The military government has awarded other PSCs individually through direct negotiations with foreign investors. The next major discovery, the Shwe gas field, came in 2004 offshore of north-west Myanmar in blocks awarded to South Korea’s Daewoo International in 2000. Daewoo then obtained another PSC for a neighbouring block and discovered satellite fields. The South Korean firm is operator with a 51% stake, with partners including India’s ONGC Videsh (17%), India’s GAIL (8.5%), Korea Gas (8.5%) and MOGE (15%). The Shwe project was originally aimed at supplying gas to India, but backers were unable to secure pipeline access across Bangladesh. China then agreed to build an oil and gas pipeline from Myanmar’s Bay on the Bengal coast to the Chinese border. The gas line will carry Shwe’s output, while the other line will carry oil arriving by tanker from the Middle East.
Looking To New Partnerships
In June 2013 U Than Htay, Myanmar’s then energy minister, told Reuters that the China National Petroleum Company had spent $2bn on the gas pipeline, which was completed that month, and would spend $2.3bn on the oil pipeline, which was due to be completed later in 2013. The Daewoo-led consortium plans to invest $3.2bn and expects to produce 500m scfd of gas, according to OE Digital, a trade publication. About 80% of output will be exported. The gas pipeline was built with a larger capacity of 1.1bn scfd to accommodate future offshore discoveries or a potential addition of a liquid natural gas terminal.

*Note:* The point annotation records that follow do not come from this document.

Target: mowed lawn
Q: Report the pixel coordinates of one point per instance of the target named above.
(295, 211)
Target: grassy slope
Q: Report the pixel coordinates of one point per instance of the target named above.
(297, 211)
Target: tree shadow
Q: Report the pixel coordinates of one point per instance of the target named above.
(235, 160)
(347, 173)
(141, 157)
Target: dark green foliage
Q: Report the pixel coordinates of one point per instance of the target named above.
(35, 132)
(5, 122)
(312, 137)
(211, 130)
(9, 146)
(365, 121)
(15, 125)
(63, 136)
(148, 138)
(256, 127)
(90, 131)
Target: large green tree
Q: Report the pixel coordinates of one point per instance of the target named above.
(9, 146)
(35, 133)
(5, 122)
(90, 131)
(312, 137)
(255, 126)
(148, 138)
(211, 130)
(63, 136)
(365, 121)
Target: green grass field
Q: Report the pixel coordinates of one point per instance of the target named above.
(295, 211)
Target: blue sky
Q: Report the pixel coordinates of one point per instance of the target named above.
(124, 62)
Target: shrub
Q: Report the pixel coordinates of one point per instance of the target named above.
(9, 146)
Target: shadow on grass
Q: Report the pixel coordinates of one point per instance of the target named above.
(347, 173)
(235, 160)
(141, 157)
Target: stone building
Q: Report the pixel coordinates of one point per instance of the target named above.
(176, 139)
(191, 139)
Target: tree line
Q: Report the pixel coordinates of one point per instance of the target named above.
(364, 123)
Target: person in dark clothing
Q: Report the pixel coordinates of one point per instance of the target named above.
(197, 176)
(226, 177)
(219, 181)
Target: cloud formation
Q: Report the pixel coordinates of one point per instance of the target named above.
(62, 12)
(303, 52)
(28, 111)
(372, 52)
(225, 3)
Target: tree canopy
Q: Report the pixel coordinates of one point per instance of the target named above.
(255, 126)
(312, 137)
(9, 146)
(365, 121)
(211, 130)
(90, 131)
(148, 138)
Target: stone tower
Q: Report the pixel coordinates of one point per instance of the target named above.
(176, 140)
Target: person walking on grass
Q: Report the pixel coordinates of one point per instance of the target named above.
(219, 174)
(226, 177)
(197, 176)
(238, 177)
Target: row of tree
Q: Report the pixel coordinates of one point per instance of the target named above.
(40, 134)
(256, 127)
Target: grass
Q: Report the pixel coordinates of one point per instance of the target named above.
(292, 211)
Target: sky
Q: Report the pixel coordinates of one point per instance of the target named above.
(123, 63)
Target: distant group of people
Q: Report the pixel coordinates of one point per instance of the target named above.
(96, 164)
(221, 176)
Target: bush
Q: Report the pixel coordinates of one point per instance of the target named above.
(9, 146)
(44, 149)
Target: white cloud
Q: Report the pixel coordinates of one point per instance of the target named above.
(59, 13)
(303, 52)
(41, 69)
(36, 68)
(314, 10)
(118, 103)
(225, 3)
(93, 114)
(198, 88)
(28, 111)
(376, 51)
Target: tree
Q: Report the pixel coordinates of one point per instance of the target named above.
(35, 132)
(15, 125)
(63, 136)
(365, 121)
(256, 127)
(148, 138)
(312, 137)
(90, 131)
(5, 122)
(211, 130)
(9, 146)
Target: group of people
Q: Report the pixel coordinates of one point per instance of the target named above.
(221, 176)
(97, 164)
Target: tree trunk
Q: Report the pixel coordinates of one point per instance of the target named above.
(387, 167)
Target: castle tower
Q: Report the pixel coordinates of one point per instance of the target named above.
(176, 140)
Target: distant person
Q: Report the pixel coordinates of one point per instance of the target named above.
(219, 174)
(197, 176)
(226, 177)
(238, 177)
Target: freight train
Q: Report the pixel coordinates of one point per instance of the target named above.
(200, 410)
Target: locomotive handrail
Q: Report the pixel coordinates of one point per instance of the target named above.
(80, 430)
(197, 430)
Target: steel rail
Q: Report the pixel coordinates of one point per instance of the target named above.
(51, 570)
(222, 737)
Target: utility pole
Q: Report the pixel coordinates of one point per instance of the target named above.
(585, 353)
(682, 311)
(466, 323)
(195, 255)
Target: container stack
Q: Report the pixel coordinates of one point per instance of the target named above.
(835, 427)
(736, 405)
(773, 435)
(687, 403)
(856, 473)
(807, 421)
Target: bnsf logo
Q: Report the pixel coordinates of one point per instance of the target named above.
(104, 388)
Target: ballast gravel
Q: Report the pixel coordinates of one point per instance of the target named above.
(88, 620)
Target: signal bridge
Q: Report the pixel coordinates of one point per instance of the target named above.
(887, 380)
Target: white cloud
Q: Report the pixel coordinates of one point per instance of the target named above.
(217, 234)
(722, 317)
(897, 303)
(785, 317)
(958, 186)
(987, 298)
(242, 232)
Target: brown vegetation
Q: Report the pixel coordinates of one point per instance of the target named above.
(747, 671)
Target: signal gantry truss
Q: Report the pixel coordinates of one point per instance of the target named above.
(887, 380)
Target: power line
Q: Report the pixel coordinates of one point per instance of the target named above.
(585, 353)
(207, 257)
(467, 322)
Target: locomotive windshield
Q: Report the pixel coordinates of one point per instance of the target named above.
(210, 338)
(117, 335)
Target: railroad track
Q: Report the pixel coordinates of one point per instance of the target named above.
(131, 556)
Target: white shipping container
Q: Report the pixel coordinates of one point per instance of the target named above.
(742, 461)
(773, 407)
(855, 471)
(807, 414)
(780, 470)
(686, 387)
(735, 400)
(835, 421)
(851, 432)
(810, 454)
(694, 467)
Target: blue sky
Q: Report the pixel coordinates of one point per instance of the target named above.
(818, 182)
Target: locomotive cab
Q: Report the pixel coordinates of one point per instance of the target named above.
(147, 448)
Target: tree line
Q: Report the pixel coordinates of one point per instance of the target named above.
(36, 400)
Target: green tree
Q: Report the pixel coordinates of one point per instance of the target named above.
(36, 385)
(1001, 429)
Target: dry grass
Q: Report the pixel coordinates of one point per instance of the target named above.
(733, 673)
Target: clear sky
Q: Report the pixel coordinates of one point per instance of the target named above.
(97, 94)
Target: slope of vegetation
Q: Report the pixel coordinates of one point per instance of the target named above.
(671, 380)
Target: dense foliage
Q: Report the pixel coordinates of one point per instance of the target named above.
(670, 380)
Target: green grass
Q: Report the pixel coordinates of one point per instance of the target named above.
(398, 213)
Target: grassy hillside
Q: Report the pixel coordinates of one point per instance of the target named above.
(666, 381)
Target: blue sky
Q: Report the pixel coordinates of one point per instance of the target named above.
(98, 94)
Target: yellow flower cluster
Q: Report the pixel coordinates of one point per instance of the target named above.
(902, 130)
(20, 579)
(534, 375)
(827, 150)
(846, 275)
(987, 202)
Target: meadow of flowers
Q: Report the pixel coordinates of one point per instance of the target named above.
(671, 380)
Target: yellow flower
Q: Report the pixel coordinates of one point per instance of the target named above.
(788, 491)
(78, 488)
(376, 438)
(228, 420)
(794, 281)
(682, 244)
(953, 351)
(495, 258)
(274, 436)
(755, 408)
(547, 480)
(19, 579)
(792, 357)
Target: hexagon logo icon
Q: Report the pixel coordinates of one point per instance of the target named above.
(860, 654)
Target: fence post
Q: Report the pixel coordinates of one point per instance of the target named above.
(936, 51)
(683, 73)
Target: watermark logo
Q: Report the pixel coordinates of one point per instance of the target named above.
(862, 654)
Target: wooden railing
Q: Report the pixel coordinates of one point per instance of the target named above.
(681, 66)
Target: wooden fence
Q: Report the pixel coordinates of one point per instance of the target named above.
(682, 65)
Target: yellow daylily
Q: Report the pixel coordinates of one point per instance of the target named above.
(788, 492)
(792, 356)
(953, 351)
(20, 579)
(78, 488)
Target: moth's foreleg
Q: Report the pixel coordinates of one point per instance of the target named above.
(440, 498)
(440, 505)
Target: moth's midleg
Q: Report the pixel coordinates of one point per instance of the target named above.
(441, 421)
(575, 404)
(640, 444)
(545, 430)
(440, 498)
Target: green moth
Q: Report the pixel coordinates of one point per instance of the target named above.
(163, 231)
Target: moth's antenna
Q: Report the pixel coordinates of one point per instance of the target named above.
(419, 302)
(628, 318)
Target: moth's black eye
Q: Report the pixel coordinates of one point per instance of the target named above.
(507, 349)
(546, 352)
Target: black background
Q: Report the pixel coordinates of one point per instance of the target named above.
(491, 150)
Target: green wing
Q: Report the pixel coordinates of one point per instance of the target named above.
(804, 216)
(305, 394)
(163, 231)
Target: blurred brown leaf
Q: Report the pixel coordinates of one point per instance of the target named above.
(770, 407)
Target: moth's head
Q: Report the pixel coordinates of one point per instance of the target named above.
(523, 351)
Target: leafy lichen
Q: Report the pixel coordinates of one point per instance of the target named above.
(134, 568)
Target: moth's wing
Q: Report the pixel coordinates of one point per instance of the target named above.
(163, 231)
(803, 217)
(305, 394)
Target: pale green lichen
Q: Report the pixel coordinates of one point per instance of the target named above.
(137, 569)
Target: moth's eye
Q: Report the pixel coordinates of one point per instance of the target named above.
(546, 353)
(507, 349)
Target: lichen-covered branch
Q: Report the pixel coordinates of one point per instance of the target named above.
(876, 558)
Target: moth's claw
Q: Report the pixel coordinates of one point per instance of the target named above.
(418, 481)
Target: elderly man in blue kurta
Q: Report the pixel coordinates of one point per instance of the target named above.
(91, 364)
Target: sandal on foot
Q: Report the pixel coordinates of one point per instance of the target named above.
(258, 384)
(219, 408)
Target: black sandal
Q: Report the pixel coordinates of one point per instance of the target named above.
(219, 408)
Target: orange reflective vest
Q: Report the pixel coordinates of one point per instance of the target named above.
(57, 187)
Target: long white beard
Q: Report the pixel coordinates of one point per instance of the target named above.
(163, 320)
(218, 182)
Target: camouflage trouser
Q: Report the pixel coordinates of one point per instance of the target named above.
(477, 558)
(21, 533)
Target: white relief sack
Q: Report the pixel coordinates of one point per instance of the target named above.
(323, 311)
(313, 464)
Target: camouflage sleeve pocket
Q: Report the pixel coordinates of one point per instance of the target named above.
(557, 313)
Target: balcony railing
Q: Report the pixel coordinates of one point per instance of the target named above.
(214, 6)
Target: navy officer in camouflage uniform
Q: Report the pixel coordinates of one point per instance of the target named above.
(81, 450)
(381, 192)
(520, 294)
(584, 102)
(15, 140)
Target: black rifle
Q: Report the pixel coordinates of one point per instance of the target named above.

The most recent major development, the Zawtika field was discovered by PTT in 2007 in a block southeast of Yadana. PTT is operator with an 80% stake to MOGE’s 20% under a 2003 PSC. The $2bn project is expected to produce 300m scfd, of which 80% will be exported to Thailand. Another 20% will be delivered domestically through a MOGE off-take pipeline. The project came on-line in March 2014. There were also two smaller but significant onshore gas finds north of Yangon in the 1990s: Shell discovered the Ahpyauk gas field in 1991, taken over by MOGE when Shell pulled out in 1993, and MOGE discovered the Nyaungdon gas field in 1999. Thanks to these finds Myanmar’s annual gas production surged from 60bn scf in the 1990s to 421bn scf in 2011, according to the US Energy Information Administration (EIA). Annual output is expected to reach 790bn scf by 2015 as Shwe and Zawtika ramp up production. By comparison, China produced 3.6trn scf in 2011, Indonesia 2.7trn, Malaysia 2.2trn, India 1.7trn, Thailand 1.3trn and Bangladesh 710m, according to the EIA.
Brunei Darussalam’s well-established energy companies and engineering and consulting firms, are well placed to take advantage of emerging opportunities in the region. Over the next 18 months other countries in the region may offer unique partnerships as the Sultanate ramps up downstream activities. The implementation of the ASEAN Economic Community in 2015 will also help to mitigate cross border risks, offering Bruneian companies a chance to participate in lucrative projects.